Yetişmeliydi Taehyung, almalıydı onu kolları arasına. Yoksa dayanamazdı meleğim. Kokumu özlerdi benim, kokumuzu özlerdi.

Acıkırdı, süt isterdi. Susturamazlardı, acı çekerdi. Uykusu gelirdi, uyuyamazdı; uyutamazlardı.

Minicikti o. Altı aylıktı, ona bir zarar vermezlerdi değil mi? Kimdi ki bu vicdansızlar, almışlardı her şeyimi...

Dakikalarca, belki saatlerce çöktüğüm zeminde oturmuş ağlıyordum. Titreyerek kalktım ve sarsılarak odama yürümeye çalıştım.

Odama varınca yatağın üzerindeki telefonumu alıp yeniden yere çöktüm ve başımı yatağa yasladım. Titreyen ellerimle Taehyung'u aradım ve bekledim.

"Taehyung..."

"Benim yüzümden, özür dilerim. Lütfen affet beni."

Kalbime sancılar girmeye başlamıştı. Bağıran Hoseok'un dedikleri, baş ağrımı daha da arttırmıştı.

"Kes sesini Hoseok! Seni şurada gebertmem gerekiyor!"

Taehyung'un sesi kulak zarımı patlatırcasına telefondan odaya yayılınca gözlerimi kapatıp hıçkırdım.

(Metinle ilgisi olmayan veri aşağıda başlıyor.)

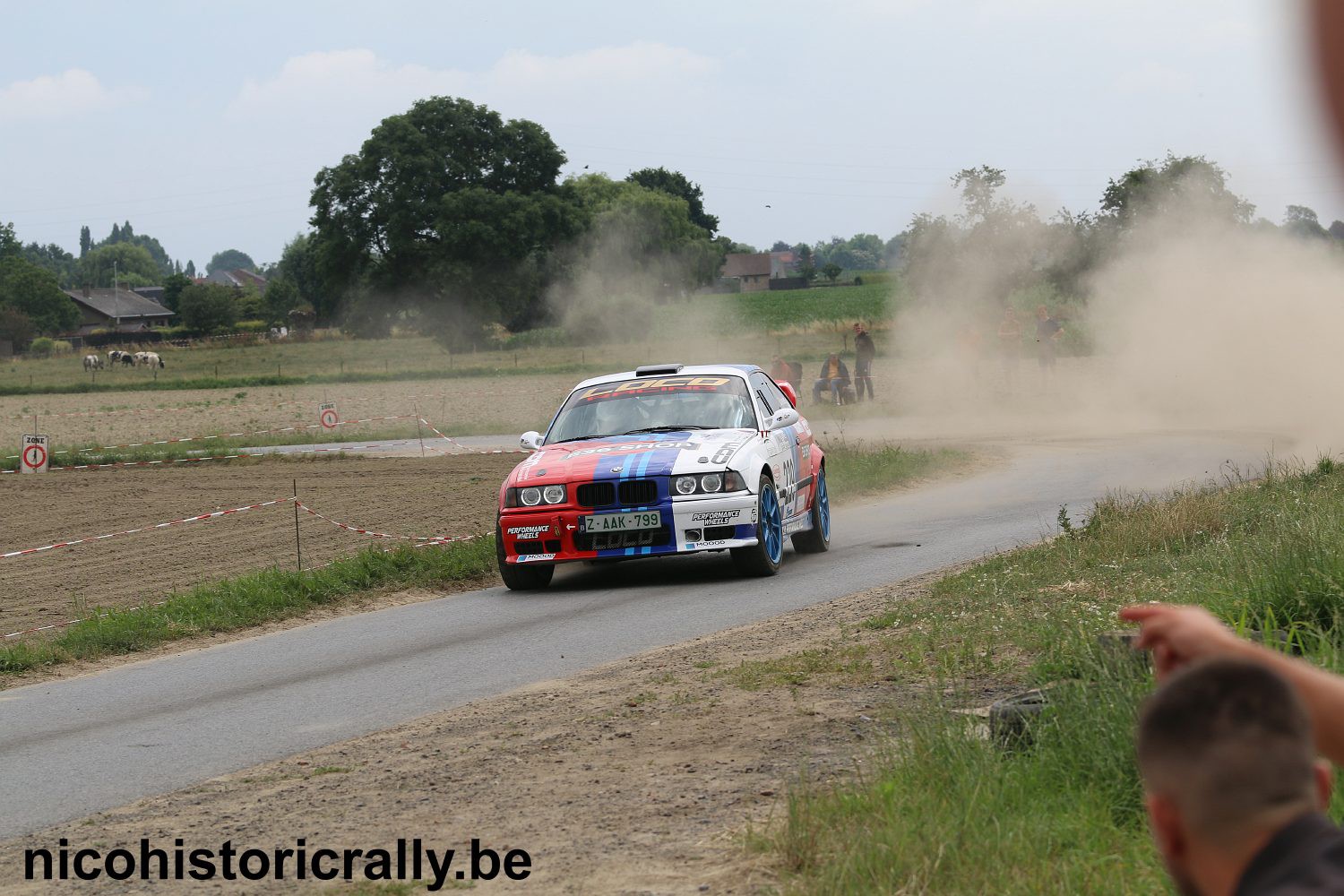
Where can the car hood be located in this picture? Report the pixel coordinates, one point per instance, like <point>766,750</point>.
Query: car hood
<point>632,455</point>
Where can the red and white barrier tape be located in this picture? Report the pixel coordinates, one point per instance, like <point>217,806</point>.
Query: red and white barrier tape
<point>144,528</point>
<point>226,435</point>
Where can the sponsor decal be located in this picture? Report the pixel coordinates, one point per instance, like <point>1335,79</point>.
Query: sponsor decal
<point>637,446</point>
<point>645,384</point>
<point>529,530</point>
<point>718,517</point>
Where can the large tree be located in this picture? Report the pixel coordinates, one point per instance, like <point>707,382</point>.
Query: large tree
<point>34,293</point>
<point>446,211</point>
<point>1174,185</point>
<point>230,260</point>
<point>131,265</point>
<point>674,183</point>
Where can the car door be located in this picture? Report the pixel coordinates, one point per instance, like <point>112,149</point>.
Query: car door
<point>781,445</point>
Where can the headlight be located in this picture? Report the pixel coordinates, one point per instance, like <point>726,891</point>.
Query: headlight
<point>709,482</point>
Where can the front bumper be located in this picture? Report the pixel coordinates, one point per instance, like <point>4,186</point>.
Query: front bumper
<point>690,525</point>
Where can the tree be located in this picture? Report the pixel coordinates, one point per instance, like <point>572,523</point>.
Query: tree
<point>1182,185</point>
<point>174,288</point>
<point>207,306</point>
<point>674,183</point>
<point>448,214</point>
<point>230,260</point>
<point>129,263</point>
<point>56,260</point>
<point>34,292</point>
<point>1303,222</point>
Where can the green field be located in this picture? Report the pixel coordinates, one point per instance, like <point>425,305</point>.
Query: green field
<point>943,810</point>
<point>753,327</point>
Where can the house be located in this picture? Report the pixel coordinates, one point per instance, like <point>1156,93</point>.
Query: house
<point>750,269</point>
<point>239,279</point>
<point>116,309</point>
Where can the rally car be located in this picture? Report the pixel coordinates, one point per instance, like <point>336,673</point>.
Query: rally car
<point>666,460</point>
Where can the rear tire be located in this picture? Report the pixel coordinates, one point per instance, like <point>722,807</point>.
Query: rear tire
<point>521,576</point>
<point>817,538</point>
<point>762,559</point>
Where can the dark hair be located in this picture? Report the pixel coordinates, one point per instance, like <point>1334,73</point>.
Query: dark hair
<point>1230,740</point>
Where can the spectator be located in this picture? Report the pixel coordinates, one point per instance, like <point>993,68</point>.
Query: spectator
<point>1226,753</point>
<point>833,378</point>
<point>1047,338</point>
<point>863,355</point>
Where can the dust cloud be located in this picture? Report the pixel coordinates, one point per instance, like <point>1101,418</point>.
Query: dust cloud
<point>1193,324</point>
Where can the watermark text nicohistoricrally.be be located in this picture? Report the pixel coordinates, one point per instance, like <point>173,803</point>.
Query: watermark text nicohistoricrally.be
<point>408,860</point>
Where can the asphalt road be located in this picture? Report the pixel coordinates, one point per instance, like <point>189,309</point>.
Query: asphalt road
<point>73,747</point>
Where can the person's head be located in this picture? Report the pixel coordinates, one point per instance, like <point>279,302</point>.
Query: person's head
<point>1228,758</point>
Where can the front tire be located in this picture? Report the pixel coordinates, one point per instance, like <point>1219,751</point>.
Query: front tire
<point>817,538</point>
<point>521,576</point>
<point>762,559</point>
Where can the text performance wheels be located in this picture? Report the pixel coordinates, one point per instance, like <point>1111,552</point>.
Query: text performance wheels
<point>521,576</point>
<point>817,538</point>
<point>765,555</point>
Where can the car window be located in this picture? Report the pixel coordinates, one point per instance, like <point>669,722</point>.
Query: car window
<point>653,403</point>
<point>760,384</point>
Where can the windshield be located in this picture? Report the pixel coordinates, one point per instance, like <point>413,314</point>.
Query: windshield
<point>653,403</point>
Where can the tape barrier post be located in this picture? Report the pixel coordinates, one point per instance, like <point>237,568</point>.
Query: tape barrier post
<point>34,457</point>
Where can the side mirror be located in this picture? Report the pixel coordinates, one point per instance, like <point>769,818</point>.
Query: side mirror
<point>788,417</point>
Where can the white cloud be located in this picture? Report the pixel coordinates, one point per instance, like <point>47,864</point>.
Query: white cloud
<point>349,83</point>
<point>69,93</point>
<point>1153,77</point>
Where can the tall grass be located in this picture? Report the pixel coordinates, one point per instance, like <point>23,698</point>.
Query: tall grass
<point>247,600</point>
<point>943,810</point>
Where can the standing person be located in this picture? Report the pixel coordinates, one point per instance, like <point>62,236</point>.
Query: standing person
<point>833,378</point>
<point>1010,343</point>
<point>1228,751</point>
<point>863,355</point>
<point>1047,338</point>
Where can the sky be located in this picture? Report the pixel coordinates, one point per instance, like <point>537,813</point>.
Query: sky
<point>203,123</point>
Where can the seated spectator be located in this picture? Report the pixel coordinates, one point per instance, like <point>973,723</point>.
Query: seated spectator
<point>833,378</point>
<point>1233,788</point>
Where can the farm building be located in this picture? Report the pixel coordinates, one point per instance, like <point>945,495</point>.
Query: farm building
<point>750,269</point>
<point>239,279</point>
<point>117,309</point>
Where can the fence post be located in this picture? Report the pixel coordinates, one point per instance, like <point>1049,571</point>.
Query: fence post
<point>298,549</point>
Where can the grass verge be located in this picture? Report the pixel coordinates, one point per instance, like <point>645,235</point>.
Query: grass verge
<point>941,807</point>
<point>247,600</point>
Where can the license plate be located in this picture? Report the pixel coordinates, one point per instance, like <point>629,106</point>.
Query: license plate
<point>621,521</point>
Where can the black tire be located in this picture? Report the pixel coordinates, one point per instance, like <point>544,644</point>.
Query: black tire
<point>817,538</point>
<point>521,576</point>
<point>762,559</point>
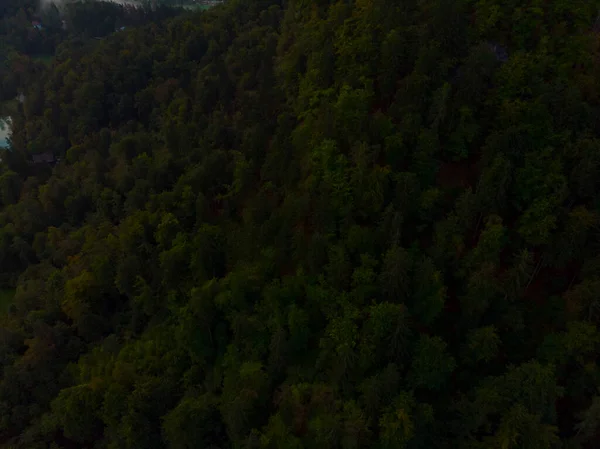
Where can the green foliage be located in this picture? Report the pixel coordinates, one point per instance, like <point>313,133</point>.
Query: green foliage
<point>301,224</point>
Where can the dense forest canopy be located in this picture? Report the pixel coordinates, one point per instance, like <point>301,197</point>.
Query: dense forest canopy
<point>306,224</point>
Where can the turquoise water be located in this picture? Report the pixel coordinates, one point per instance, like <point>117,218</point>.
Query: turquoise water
<point>4,132</point>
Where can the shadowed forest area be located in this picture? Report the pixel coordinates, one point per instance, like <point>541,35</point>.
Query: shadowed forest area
<point>306,224</point>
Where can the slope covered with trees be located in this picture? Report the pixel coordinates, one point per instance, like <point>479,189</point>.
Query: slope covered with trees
<point>310,224</point>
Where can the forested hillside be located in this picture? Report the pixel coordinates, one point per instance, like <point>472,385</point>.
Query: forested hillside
<point>309,224</point>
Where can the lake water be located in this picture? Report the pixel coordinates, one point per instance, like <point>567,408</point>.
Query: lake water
<point>4,131</point>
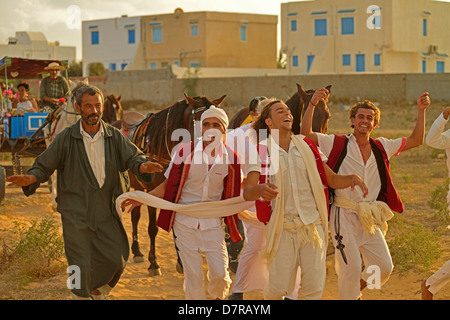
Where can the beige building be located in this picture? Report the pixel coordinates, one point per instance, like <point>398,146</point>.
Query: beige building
<point>34,45</point>
<point>345,36</point>
<point>207,40</point>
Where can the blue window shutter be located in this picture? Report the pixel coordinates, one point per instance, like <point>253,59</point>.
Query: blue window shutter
<point>95,37</point>
<point>360,63</point>
<point>320,27</point>
<point>194,30</point>
<point>157,35</point>
<point>293,25</point>
<point>243,33</point>
<point>131,36</point>
<point>310,60</point>
<point>377,59</point>
<point>440,66</point>
<point>346,60</point>
<point>347,26</point>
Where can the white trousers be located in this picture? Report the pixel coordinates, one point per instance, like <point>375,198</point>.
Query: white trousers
<point>283,270</point>
<point>191,243</point>
<point>372,247</point>
<point>252,273</point>
<point>439,279</point>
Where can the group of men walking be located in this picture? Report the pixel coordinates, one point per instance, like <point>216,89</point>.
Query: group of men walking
<point>282,181</point>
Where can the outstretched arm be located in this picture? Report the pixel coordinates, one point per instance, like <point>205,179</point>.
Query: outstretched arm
<point>306,127</point>
<point>417,137</point>
<point>436,136</point>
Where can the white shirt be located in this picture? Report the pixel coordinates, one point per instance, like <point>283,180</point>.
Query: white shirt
<point>438,138</point>
<point>354,164</point>
<point>298,197</point>
<point>202,185</point>
<point>95,150</point>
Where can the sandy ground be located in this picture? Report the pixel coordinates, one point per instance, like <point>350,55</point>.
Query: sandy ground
<point>136,284</point>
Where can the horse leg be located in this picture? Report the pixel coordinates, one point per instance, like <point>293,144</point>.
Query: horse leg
<point>153,269</point>
<point>135,217</point>
<point>53,191</point>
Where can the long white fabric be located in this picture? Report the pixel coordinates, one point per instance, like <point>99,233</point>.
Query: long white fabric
<point>210,209</point>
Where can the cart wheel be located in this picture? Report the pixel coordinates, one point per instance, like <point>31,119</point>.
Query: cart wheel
<point>2,183</point>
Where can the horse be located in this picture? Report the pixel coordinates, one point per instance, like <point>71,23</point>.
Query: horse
<point>112,109</point>
<point>153,136</point>
<point>298,104</point>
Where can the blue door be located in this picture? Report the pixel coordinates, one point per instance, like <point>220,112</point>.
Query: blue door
<point>360,63</point>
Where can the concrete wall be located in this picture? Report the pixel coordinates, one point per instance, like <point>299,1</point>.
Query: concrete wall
<point>162,88</point>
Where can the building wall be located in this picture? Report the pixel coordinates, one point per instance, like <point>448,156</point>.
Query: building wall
<point>162,87</point>
<point>217,43</point>
<point>113,49</point>
<point>398,37</point>
<point>34,45</point>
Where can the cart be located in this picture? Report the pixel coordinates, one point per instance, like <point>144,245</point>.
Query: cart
<point>22,134</point>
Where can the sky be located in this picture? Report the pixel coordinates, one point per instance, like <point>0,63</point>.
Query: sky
<point>60,20</point>
<point>57,19</point>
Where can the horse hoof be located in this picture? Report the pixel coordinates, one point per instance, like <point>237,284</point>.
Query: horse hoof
<point>154,272</point>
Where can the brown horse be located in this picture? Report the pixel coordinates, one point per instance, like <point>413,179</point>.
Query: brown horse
<point>298,104</point>
<point>153,136</point>
<point>112,110</point>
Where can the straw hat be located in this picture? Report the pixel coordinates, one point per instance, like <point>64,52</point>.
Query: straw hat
<point>54,66</point>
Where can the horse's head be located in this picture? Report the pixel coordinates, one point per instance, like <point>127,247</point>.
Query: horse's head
<point>298,104</point>
<point>196,106</point>
<point>112,110</point>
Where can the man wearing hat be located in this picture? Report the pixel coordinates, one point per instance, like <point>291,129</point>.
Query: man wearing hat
<point>53,88</point>
<point>202,171</point>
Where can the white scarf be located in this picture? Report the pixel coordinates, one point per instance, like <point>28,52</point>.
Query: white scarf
<point>276,223</point>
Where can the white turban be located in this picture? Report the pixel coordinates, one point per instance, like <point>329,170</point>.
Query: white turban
<point>214,112</point>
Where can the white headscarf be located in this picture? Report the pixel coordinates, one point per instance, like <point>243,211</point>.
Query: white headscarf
<point>214,112</point>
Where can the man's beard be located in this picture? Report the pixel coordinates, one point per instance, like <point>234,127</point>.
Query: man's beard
<point>88,120</point>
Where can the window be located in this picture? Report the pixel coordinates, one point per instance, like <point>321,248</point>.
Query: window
<point>295,61</point>
<point>360,63</point>
<point>293,25</point>
<point>346,60</point>
<point>310,60</point>
<point>157,35</point>
<point>347,26</point>
<point>194,30</point>
<point>320,27</point>
<point>440,66</point>
<point>243,33</point>
<point>94,37</point>
<point>377,59</point>
<point>131,36</point>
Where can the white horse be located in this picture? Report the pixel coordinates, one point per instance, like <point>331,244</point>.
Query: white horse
<point>66,118</point>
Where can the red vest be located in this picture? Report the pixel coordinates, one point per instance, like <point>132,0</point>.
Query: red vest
<point>264,208</point>
<point>387,194</point>
<point>177,177</point>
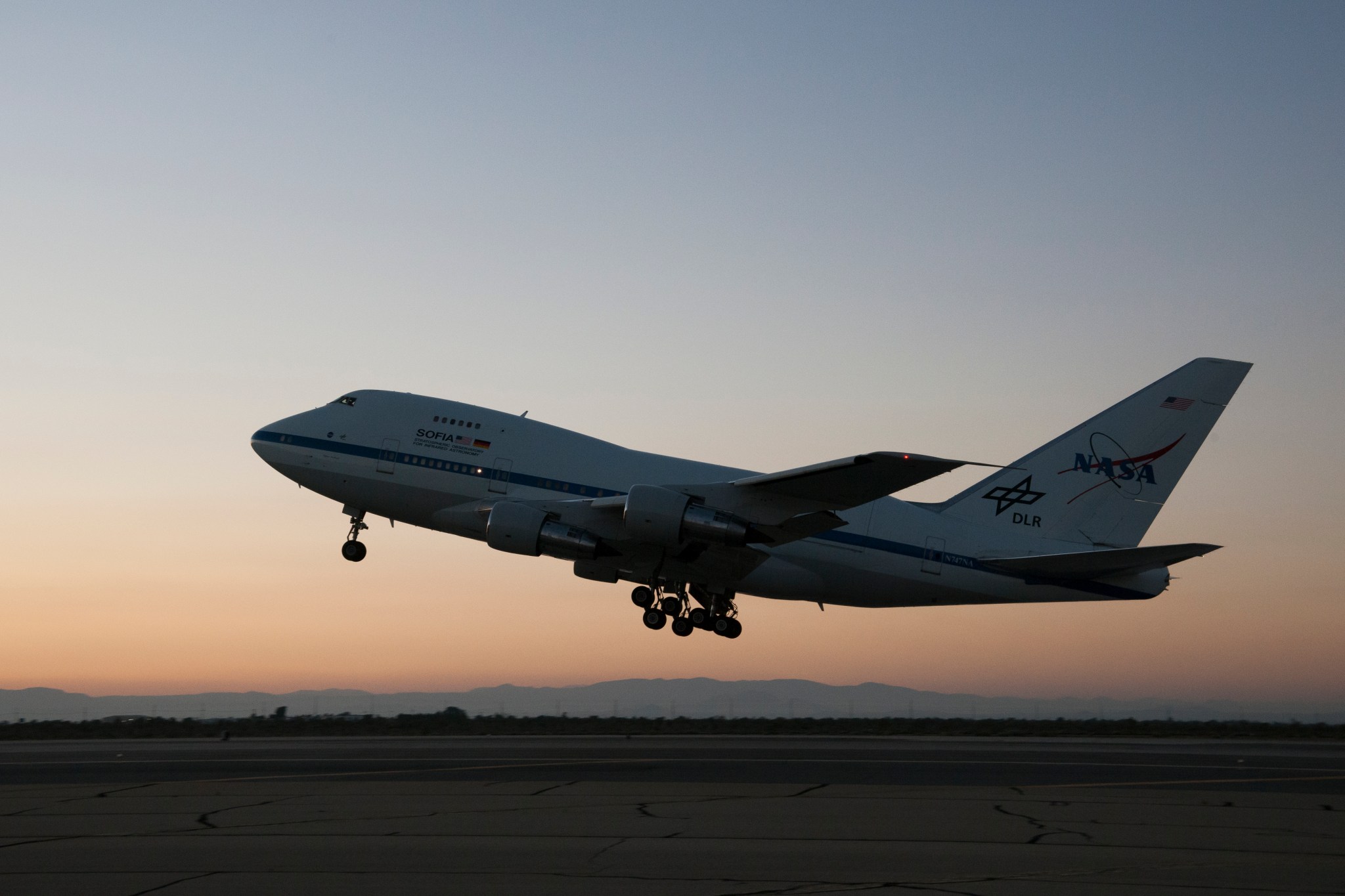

"Lanet olsun bebeğime ne yaptınız?!"

"Jungkook yemin ederi-"

Hoseook'un konuşması kesilip onun yerine inleme sesi gelince çıldırmak istedim. Ne yapıyorlardı, neden adam akıllı bir şey söylemiyorlardı?

"Taehyung?!"

"Güzelim kızımızı almaya gidiyorum."

"Yuna yanında değil mi?" Delirmek istiyordum. Daha fazla onun sesini duymadan yaşarsam eziyetim çekilmez bir hal alacaktı. "Taehyung, başım dönüyor."

"Kaçırmışlar."

"Taehyung başım daha çok dönüyor."

"Brezilya'ya."

"..."

"Jungkook?"

"..."

"Jungkook?!"

.

"Jungkook.." Birkaç vuruş yanağıma değince, açılan bilincim sayesinde gözlerimi hafifçe araladım. Araladığım gözlerim direkt olarak yanmaya, ıslanmaya başlamışlardı.

Yattığım yerden hızla kalktım. "Yuna'mı nereye götüyorsunuz pislikler?!" Etrafıma bakındığımda, yanı başımda, yatağın kenarında oturan Jimin'i görünce şaşırıp kaldım.

"Jimin?"

Endişeli gözleriyle bana baktıktan sonra bir anda boynuma sarıldı. "Oh Jungkookie!"

Birkaç saniye sürdü garipsemem çünkü düşünmem gereken konu çok başkaydı. "Bebeğim nerede Jimin, bebeğimi getirdiler mi?"

Yayımlanan bölümlerin sonuna geldiniz.

⏰ Son güncelleme: a day ago ⏰

Yeni bölümlerden haberdar olmak için bu hikayeyi Kütüphanenize ekleyin!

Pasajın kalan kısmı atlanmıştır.